Réponse au vœu du groupe SRD relatif à la proposition de loi « sécurité globale »

Intervention de Benoît Faucheux

Avec cette proposition de loi « sécurité globale », nous considérons que LREM contribue à alimenter la surenchère sécuritaire dans notre pays, sans réel fondement. C’est une loi inquiétante et malheureusement notre inquiétude ne se limite pas aux seuls articles 21, 22, 23 et 24 mentionnés par le vœu du groupe SRD, lesquels sont effectivement particulièrement liberticides.

Ces articles ont été très débattus, notamment l’article 24, ces dernières semaines. Ils autorisent à enregistrer des images, par des drones et par les agents (à l’aide de caméras-piétons). Mais surtout, ces articles permettraient de transférer en temps réel toutes ces images vers un poste de commandement et probablement de les exploiter instantanément grâce à l’intelligence artificielle. La loi ouvre ainsi la porte à un modèle de type chinois, avec un système de surveillance étendu.

Mais les écologistes s’opposent aussi par exemple à l’article 25, qui permettrait aux policiers de garder leur arme en dehors de leurs heures de services, avec des dérives possibles.

Nous sommes aussi opposés aux articles 7 à 19 qui prévoient d’accroître la privatisation du domaine de la police, avec l’extension des possibilités de recours à des polices privées, et de leurs prérogatives. Demain, des agents de sécurité privés pourraient ainsi de manière routinière contrôler votre identité, ou contrôler encore davantage certains périmètres de l’espace public.
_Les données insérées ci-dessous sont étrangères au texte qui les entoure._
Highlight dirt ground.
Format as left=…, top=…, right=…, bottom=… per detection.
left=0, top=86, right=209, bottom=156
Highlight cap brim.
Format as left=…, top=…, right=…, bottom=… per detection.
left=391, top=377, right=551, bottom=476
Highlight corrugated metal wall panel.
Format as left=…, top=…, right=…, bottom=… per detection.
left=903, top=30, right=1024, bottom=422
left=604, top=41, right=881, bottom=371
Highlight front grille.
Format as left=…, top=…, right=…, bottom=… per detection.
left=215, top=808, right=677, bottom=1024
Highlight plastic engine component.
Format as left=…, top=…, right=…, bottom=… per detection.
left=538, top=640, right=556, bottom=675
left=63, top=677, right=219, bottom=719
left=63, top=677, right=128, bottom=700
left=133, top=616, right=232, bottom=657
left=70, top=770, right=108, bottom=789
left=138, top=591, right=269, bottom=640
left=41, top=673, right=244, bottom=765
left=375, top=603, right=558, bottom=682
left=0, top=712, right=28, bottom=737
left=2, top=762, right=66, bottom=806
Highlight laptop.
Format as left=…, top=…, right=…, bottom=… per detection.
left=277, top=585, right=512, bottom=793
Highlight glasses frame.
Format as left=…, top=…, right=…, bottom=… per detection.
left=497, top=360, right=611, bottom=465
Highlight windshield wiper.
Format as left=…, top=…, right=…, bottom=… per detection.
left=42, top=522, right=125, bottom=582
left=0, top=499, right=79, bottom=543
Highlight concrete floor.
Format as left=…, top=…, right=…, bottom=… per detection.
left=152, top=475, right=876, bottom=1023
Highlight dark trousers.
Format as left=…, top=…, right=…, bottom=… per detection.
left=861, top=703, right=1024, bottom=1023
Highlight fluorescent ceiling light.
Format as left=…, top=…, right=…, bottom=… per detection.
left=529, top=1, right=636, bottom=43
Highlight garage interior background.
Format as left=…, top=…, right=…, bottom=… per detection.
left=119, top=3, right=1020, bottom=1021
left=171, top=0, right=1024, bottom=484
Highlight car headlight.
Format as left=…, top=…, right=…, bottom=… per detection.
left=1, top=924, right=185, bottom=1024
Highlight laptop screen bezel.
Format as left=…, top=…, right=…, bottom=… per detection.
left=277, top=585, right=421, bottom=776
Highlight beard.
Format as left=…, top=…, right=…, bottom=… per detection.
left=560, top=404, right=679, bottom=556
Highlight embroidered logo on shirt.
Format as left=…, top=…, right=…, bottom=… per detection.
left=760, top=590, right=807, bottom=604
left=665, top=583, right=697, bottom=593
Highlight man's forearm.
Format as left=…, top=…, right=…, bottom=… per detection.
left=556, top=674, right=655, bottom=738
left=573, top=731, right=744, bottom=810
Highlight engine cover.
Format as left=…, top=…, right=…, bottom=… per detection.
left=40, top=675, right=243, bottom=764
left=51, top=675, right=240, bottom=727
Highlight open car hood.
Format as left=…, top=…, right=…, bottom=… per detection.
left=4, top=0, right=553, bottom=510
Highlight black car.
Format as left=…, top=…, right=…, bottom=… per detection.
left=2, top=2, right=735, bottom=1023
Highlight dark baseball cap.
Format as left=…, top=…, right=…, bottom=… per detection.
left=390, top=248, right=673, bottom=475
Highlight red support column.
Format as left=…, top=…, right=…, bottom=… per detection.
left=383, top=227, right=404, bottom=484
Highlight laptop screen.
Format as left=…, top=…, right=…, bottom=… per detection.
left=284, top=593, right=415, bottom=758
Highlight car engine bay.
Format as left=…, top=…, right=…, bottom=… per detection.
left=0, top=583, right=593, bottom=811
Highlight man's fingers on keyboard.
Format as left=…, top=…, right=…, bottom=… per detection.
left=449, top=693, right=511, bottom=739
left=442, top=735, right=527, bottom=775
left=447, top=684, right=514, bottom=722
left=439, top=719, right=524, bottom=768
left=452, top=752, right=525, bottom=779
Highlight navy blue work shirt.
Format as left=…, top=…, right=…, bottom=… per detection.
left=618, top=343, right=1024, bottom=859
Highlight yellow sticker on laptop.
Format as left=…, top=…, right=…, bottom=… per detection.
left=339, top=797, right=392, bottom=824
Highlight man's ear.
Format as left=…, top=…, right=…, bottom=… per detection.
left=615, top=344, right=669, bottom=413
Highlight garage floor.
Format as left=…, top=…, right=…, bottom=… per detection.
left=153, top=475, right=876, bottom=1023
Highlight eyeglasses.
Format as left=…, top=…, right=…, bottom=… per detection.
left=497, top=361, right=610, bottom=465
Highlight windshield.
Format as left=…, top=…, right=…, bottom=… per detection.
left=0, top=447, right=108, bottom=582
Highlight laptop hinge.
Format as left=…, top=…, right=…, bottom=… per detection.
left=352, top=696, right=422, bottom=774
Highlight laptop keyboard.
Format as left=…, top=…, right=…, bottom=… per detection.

Et puis, nous considérons qu’il manque à cette loi un volet formation. Les formations sont plus longues dans d’autres pays : de 24 à 36 mois contre 8 mois en France. On est passé de 12 à 8 sous le quinquennat Macron, pour des raisons pratiques : il a promis des postes, il faut les fournir, et cela nécessite d’augmenter la vitesse de la formation…

En définitive, il nous semble que c’est le retrait total de cette proposition de loi « sécurité globale » qui serait nécessaire, tant elle manque sa cible, tant elle renforce l’approche sécuritaire, tant elle renforce l’usage de la technologie au service de la sécurité et de la surveillance.

Nous souhaiterions une loi qui renoue la confiance entre la population et la police, une loi qui garantisse la tranquillité publique et la protection pour tous.

Pour en revenir concrètement à notre vote sur le vœu du groupe SRD proposant de supprimer les articles 21, 22, 23 et 24 de la proposition de loi « sécurité globale », nous exprimons bien sûr un vote favorable, même si notre opposition est plus globale.